55: Richard Land

55: Richard Land

From Chicken Soup for the Soul: Billy Graham & Me

• 55 •

President of Southern Baptist Convention’s Ethics & Religious Liberty Commission; ordained Southern Baptist pastor

Billy Graham was the hero of my boyhood. I grew up in a Southern Baptist church, and Billy Graham was like our pope. We never missed a crusade on television. Billy Graham played a particularly strong role in my life because my father was saved at a Billy Graham crusade at Rice Stadium in Houston, Texas, in the early 1950s, when I was about seven years old. It was about a year after I was saved, actually. As a result of the crusade, my father was referred to our church and was baptized. He became a devout deacon, a Sunday school superintendent, and a counselor for the Royal Ambassadors (the Southern Baptist equivalent of the Boy Scouts). He was a pillar of the church, and in our family, our whole life revolved around the church. When people ask me if Billy Graham crusade conversions last, I say, “I know one that did — my dad’s.” It changed my life. I grew up in a home with a Christian father because of the Billy Graham Evangelistic Association.

The first time I met Billy Graham was in 1972. I had just graduated from New Orleans Baptist Seminary, and I was preparing to go to Oxford to do my Ph.D. During that Philadelphia convention I was asked to give my testimony and right after that Billy Graham was scheduled to speak. We were backstage together. I introduced myself to him and told him about my father. He was very gracious, very humble, everything you would imagine he would be. I asked him to sign my Bible, and he did. I still have that Bible. I treasure it.

I’ve met Billy Graham a couple of times since then. When you are around him you get the impression that he really means it when he says the first thing he will ask when he gets to heaven is “Why me?” I’ve thought about this. There are preachers who are better preachers than Billy Graham. From a technical standpoint, he’s good, but I could name you five that are better. So why Billy Graham? I think it is because he is one of the few men who has not let his popularity and fame go to his head. He is probably as admired as anybody in American history. People wanted him to run for president. And yet he’s the same humble man he always was. He is just Billy Graham.

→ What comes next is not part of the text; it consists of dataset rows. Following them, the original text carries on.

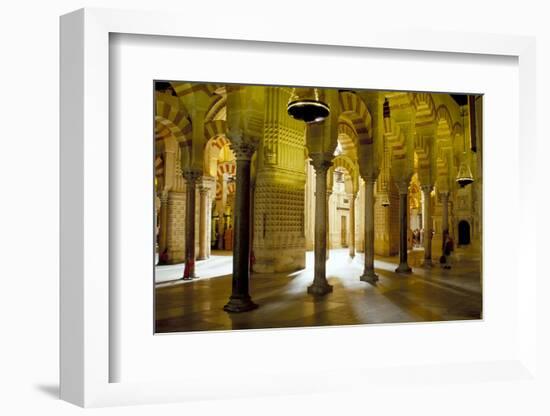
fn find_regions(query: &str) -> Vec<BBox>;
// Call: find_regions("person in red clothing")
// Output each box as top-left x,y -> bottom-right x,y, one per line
160,248 -> 169,264
441,230 -> 454,269
224,225 -> 233,251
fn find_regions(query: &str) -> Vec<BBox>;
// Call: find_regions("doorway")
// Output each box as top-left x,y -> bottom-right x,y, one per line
341,215 -> 347,247
458,220 -> 471,245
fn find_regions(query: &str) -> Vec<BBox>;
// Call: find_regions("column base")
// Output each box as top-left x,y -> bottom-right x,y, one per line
395,263 -> 412,274
196,255 -> 207,261
422,259 -> 433,268
360,270 -> 379,284
223,295 -> 258,313
307,280 -> 333,296
181,276 -> 195,281
182,260 -> 196,280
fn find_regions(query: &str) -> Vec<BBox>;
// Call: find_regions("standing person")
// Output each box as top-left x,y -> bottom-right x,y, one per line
441,230 -> 454,269
440,230 -> 449,268
160,248 -> 169,264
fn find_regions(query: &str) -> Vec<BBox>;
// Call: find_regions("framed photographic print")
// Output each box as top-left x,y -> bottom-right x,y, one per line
60,7 -> 539,408
151,80 -> 483,334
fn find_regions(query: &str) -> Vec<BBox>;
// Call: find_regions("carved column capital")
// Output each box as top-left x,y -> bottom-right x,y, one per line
396,180 -> 410,195
199,175 -> 216,195
309,153 -> 333,175
421,184 -> 434,194
164,146 -> 177,155
364,175 -> 377,186
359,165 -> 379,185
182,169 -> 202,184
230,141 -> 257,161
198,185 -> 209,195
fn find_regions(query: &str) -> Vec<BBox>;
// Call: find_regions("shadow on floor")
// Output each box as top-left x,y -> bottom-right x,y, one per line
34,383 -> 59,399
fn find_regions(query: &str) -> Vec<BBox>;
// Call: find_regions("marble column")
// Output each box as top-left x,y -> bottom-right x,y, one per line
440,191 -> 449,233
217,211 -> 225,250
182,170 -> 201,280
395,180 -> 412,273
249,183 -> 255,271
158,191 -> 169,263
308,154 -> 333,296
440,190 -> 450,258
360,177 -> 378,283
197,185 -> 209,260
349,193 -> 356,258
326,190 -> 332,259
224,142 -> 258,312
421,185 -> 433,267
206,193 -> 212,258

The last time I met him was in a hotel in Washington, D.C. Ruth, who by that time was confined to a wheelchair, was being brought out, and Billy was supervising this. I said, “Dr. Graham, how are you?” He replied, “Well, I’m a little tired.” I said, “By the way, happy birthday!” He said with a big smile, “How did you know it was my birthday?” I told him it was because my birthday was one day before his. “You were born November 7th, and I was born November 6th.” He replied, “Well, happy birthday to you. They’re taking me out for my birthday and we’re going to have a cake!” That big smile again. He seemed pleased as Punch. Just a genuinely nice, nice guy — who happens to be the most influential preacher probably in the history of Christendom.

No matter what Billy Graham did, he had charisma. When he was a young man selling brushes for the Fuller Brush Company the summer before he left for college, he became the greatest salesman in all of the Carolinas that summer. He broke all the records. The man could sell snow cones in Alaska. Whatever charisma is, Dr. Graham’s got it, and that’s a spiritual gift. The Holy Spirit has touched him. I’ve talked to several close preacher friends about this. We have all admitted to one another that we couldn’t have withstood the adulation. It takes an extraordinary man to have lived the life he has lived and be as humble as he is. This is a man who walks very close to God and understands he is God’s instrument. Whatever success he has been given, he knows it comes from God. And he doesn’t confuse the two. He understands what’s Billy and what’s God. People who have known him all his life say he has never changed.

One of the things I have observed over the years is that the one inerrant sign that all people have who walk close with God is humility. The closer they are to God the more humble they are. The closer to God they are the more they realize their own human frailties and weaknesses. They know that whatever gifts they have are gifts from God. Billy is about God, he’s not about Billy.

He has influenced all of us in the evangelical movement. He is the father of the modern evangelical movement. Beginning way back in the 1940s, he took the fundamentalist movement and reengaged the culture. Because of this, even today, some fundamentalists don’t like him. They think he compromised with liberalism. They believe they need to withdraw from the culture to remain pure, whereas Billy Graham and the evangelical movement want to engage the culture.

In order to accomplish this, and also because he just wanted to share his faith, Billy Graham was willing to work with people with whom he was not in full agreement, to serve the larger cause. For example, he allowed people that were not conservative Christians to take part in his crusades and to sit on the committees that organized them.

In terms of Evangelical Christianity reengaging the culture, Billy Graham is the man who really did it, on a mass level. And he gave us, the Evangelicals, both the model for how to do it and the confidence with which to do it. There would not have been a modern evangelical movement without him. And I love the guy. He was a hero to me in my boyhood, and he remains a hero to me today.